The trial court recognized that Plaintiffs had complained about Alcala following them and that the police were called. The trial court also stated that Chulak's declaration was properly excluded. It further noted, "There were no other reported incidents of threats, no reported incidents of violence and no reported similar incidents involving Alcala. Under the facts before the court, and applying the factors set forth in Castaneda [v. Olsher (2007) 41 Cal.4th 1205 (Castaneda)] the evidence is insufficient to impose a duty on Ds." The trial court concluded, "As to the 1st and 2nd factors, which are, the measures the landlord should have taken as well as their financial and social burden on the landlord, there is no evidence. However, the financial and social cost can be assumed to be minimal. As to the third factor, the nature of the third party conduct that could have been prevented had Ds evicted P, no evidence is offered that shows how eviction would have prevented Alcala from committing the same acts. And as to the 4th factor, foreseeability that Alcala would shoot the Lozanos, such a shooting was not foreseeable based upon Alcala's general threats."

The matter was heard on August 15, 2014. Plaintiffs argued Zazueta and ConAm never realized that the letters from 2010 were in Plaintiffs' file. The owners were required to investigate and possibly evict Alcala. ConAm should have investigated the file. Plaintiffs also pointed to the evidence Fabian had been deposed and said that Afra told Gandara Alcala threatened to kill them. Also, ConAm took no action after the car-keying incident. Felipe had the police report on the morning of the shooting and was going to take it to ConAm.

Plaintiffs argued that ConAm should have investigated the matter. They should have installed surveillance cameras, hired a security guard, and contacted the police to do something.

Defendants argued there were no disputed issues of fact. ConAm did not have time to take any action after the car-keying incident. There was no duty on behalf of Defendants at the time of the shooting. The facts in Castaneda were more egregious than the ones in the instant case.

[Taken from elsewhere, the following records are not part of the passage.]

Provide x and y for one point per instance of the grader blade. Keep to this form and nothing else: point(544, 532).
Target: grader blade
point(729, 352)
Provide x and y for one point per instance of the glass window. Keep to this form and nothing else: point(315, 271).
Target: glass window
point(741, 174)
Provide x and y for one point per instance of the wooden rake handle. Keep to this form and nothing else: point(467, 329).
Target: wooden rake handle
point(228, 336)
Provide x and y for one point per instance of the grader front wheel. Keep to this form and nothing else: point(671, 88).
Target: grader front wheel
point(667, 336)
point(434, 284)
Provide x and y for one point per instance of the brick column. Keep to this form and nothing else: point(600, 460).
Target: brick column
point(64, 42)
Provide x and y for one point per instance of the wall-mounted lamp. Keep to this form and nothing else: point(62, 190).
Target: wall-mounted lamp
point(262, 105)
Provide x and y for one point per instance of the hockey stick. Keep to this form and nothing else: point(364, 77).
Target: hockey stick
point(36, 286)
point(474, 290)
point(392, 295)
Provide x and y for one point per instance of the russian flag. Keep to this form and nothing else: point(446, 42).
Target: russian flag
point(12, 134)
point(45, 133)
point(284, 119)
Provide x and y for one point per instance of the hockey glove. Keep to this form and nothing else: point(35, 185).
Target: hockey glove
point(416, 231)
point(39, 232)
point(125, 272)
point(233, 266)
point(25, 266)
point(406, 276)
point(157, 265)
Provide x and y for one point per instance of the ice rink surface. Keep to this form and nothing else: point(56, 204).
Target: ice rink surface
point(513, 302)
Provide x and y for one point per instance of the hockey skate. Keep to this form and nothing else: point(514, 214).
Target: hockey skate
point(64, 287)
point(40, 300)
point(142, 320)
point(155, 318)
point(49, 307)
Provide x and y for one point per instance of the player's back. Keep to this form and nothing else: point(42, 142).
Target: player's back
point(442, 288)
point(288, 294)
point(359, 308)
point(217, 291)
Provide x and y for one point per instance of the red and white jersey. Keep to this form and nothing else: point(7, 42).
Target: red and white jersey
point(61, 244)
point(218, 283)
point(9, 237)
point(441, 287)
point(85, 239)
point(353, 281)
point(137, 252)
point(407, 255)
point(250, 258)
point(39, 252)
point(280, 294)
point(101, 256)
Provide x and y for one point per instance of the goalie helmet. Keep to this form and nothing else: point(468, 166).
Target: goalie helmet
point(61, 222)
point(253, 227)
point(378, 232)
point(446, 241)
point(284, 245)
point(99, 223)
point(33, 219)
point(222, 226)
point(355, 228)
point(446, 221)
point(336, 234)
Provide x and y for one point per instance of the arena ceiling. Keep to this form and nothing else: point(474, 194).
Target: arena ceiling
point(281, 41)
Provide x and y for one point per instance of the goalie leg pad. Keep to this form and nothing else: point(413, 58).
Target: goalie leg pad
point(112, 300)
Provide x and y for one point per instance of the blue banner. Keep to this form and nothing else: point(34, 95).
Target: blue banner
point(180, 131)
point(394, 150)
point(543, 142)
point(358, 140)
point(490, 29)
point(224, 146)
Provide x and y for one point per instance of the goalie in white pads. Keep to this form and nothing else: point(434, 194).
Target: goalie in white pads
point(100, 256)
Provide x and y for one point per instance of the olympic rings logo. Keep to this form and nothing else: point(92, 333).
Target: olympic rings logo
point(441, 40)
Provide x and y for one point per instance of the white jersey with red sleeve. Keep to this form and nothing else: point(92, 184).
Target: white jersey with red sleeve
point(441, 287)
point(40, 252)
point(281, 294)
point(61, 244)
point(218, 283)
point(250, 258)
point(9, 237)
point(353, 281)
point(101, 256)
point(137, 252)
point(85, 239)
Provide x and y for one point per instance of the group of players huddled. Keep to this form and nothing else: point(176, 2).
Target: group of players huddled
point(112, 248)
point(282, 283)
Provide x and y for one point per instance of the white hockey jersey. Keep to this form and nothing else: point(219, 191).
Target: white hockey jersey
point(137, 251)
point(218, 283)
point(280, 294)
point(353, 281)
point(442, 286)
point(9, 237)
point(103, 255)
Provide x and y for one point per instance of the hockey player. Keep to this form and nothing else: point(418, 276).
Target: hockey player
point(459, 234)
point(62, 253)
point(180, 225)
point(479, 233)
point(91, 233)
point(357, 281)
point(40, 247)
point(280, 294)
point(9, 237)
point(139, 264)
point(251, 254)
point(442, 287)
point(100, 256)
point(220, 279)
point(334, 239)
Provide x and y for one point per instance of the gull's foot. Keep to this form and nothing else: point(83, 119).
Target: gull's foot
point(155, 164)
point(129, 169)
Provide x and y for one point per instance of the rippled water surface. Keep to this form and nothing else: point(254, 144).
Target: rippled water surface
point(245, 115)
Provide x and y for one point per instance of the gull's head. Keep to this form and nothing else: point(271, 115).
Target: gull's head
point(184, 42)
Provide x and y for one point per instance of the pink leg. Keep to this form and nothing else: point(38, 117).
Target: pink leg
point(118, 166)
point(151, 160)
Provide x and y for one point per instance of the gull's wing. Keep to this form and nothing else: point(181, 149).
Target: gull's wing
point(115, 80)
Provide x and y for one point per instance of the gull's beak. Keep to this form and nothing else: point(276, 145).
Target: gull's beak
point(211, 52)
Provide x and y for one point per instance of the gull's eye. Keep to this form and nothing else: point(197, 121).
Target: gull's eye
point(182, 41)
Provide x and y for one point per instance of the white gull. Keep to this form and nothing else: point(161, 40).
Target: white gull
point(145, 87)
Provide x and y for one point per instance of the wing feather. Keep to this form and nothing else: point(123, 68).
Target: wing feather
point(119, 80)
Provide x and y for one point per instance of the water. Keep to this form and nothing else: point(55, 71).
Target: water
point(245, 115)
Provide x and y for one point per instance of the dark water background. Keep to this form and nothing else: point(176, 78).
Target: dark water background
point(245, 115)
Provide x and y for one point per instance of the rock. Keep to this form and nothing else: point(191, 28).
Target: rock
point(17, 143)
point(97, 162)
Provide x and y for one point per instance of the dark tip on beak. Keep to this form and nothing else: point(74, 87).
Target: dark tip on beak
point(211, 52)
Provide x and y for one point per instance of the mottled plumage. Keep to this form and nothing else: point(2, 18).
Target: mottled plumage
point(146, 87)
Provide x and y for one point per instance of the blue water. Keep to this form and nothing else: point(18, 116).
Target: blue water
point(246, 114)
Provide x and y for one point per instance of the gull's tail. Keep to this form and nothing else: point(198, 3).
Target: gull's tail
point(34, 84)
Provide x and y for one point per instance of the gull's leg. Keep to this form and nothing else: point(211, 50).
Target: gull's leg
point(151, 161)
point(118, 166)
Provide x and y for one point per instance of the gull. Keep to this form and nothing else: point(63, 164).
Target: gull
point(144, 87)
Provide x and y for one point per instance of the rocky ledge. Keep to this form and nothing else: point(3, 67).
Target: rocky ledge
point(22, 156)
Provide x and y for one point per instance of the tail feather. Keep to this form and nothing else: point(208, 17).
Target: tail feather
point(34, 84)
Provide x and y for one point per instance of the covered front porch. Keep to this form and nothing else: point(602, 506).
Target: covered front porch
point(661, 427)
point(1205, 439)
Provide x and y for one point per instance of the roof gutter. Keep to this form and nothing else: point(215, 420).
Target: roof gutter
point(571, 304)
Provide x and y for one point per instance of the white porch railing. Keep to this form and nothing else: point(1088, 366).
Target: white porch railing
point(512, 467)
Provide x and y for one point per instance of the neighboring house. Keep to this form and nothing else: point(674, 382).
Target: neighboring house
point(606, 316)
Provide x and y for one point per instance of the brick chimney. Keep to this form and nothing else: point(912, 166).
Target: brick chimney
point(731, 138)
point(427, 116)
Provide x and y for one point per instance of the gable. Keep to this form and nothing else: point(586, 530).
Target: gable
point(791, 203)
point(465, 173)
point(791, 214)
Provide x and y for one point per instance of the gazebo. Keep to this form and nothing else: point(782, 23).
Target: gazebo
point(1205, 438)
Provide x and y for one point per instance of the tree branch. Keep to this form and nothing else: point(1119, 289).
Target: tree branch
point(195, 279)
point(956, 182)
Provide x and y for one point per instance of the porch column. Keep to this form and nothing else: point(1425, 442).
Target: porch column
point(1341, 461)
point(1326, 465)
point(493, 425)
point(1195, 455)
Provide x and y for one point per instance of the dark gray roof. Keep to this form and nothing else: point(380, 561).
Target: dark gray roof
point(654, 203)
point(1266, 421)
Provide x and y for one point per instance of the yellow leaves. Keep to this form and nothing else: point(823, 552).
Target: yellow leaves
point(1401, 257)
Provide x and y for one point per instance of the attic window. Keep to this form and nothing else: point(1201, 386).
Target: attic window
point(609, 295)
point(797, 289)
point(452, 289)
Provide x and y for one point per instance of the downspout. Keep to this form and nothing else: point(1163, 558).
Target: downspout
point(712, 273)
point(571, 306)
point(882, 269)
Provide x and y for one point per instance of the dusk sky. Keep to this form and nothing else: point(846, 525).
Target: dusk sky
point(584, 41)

The only question from the trial court was whether the threat to kill made by Alcala was ever reported to the police. Plaintiffs responded it was not reported to the police.

The trial court adopted the tentative ruling. Judgment was entered in favor of Defendants on October 8, 2014.

DISCUSSION

A. STANDARD OF REVIEW

"A trial court will grant summary judgment where there is no triable issue of material fact and the moving party is entitled to judgment as a matter of law. A defendant moving for summary judgment must prove the action has no merit. He does this by showing one or more elements of plaintiff's cause of action cannot be established or that he has a complete defense to the cause of action. At this point, plaintiff then bears the burden of showing a triable issue of material fact exists as to that cause of action or defense." (Towns v. Davidson (2007) 147 Cal.App.4th 461, 466.)

Because we review this matter after summary judgment was entered in favor of Defendants, we consider the facts most favorably to Plaintiffs. We liberally construe Plaintiffs' evidentiary submissions, strictly construe the evidence submitted by Defendants, indulge all reasonable inferences in support of Plaintiffs, and resolve all evidentiary doubts or conflicts in favor of Plaintiffs. (Saelzler v. Advanced Group 400 (2001) 25 Cal.4th 763, 768.)

B. ANALYSIS

Plaintiffs contend there were triable issues of fact as to whether Defendants knew or should have known sufficient information to make Alcala's shooting of Afra, Felipe and Doria foreseeable. We have already rejected this claim against AWI, and find that no additional evidence was presented here to change that decision.

"To succeed in a negligence action, the plaintiff must show that: (1) the defendant owed the plaintiff a legal duty, (2) the defendant breached the duty, and (3) the breach proximately or legally caused (4) the plaintiff's damages or injuries." (Yu Fang Tan v. Arnel Management Company (2009) 170 Cal.App.4th 1087, 1095.)

"It is now well established that California law requires landowners to maintain land in their possession and control in a reasonably safe condition. [Citations.] In the case of a landlord, this general duty of maintenance, which is owed to tenants and patrons, has been held to include the duty to take reasonable steps to secure common areas against foreseeable criminal acts of third parties that are likely to occur in the absence of such precautionary measures." (Ann M. v. Pacific Plaza Shopping Center (1993) 6 Cal.4th 666, 674.) "Foreseeability, when analyzed to determine the existence or scope of a duty, is a question of law to be decided by the court." (Id. at p. 678.)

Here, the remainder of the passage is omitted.